Risks and limitations when using APIs and bots for live odds with bookmakers

The use of bots to track live odds provides a significant advantage in reaction speed, but at the same time carries a number of risks and limitations. First, the data obtained through any external API always has a certain delay compared to the bookmaker’s internal systems. Even with a high update speed, the line can change in fractions of a second before the bot registers the movement and you manage to place a bet. Therefore, the API should not be considered as a «source of truth at the last moment» — it is a tool for analytics and early detection of trends, not a guarantee that you will be able to replicate every movement.

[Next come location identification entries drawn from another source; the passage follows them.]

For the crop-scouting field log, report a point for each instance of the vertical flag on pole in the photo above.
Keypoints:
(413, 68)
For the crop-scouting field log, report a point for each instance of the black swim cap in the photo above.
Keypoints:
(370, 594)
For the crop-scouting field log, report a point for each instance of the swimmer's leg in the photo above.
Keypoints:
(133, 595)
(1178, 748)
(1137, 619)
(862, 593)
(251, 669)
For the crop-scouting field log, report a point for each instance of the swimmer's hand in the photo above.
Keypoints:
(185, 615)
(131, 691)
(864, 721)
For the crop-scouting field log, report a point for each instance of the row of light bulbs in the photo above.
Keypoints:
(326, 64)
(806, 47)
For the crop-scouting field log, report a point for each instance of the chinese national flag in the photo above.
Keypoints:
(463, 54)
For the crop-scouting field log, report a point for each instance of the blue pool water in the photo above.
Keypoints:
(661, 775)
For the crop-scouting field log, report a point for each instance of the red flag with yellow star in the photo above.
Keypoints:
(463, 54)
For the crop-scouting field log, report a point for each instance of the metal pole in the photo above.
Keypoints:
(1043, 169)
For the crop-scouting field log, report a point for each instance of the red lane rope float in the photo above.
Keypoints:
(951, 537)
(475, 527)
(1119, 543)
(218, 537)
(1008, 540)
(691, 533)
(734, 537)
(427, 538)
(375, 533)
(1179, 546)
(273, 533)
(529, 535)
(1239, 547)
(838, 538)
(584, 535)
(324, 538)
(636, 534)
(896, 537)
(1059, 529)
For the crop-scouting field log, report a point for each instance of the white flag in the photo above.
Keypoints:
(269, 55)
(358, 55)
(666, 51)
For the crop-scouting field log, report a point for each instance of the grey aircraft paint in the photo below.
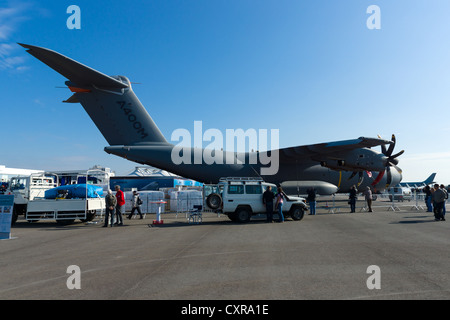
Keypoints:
(132, 134)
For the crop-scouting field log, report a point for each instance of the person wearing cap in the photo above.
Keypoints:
(111, 202)
(368, 196)
(438, 201)
(136, 205)
(120, 204)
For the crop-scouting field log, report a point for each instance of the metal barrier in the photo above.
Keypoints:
(383, 203)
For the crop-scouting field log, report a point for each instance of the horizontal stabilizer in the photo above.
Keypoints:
(74, 71)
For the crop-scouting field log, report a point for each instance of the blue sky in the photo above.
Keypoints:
(311, 69)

Secondly, it is important to consider the rules of specific bookmakers. Many operators stipulate in their terms a ban or restrictions on automated data collection and mass betting using scripts. Although API-Sport provides aggregated data on odds and match events, the responsibility for how you use this information lies with you. Before launching the bot, it is advisable to familiarize yourself with the legal aspects in your jurisdiction and the rules of the chosen bookmakers to avoid account blocking or other sanctions.

Thirdly, it is necessary to work competently with the technical limitations of the API itself: request limits, possible temporary unavailability, data update regulations. The bot must correctly handle network errors, response codes 4xx/5xx, not exceed the allowed RPS, and have a backup strategy in case of temporary failures (for example, increasing the polling interval or temporarily disabling certain functions). It is also worth remembering that no API and even future WebSocket channels or AI modules eliminate the financial risks associated with gambling. Any strategy should rely on bankroll management and an understanding of statistics, while bots and data from the API are merely auxiliary tools that enhance awareness but do not guarantee profit.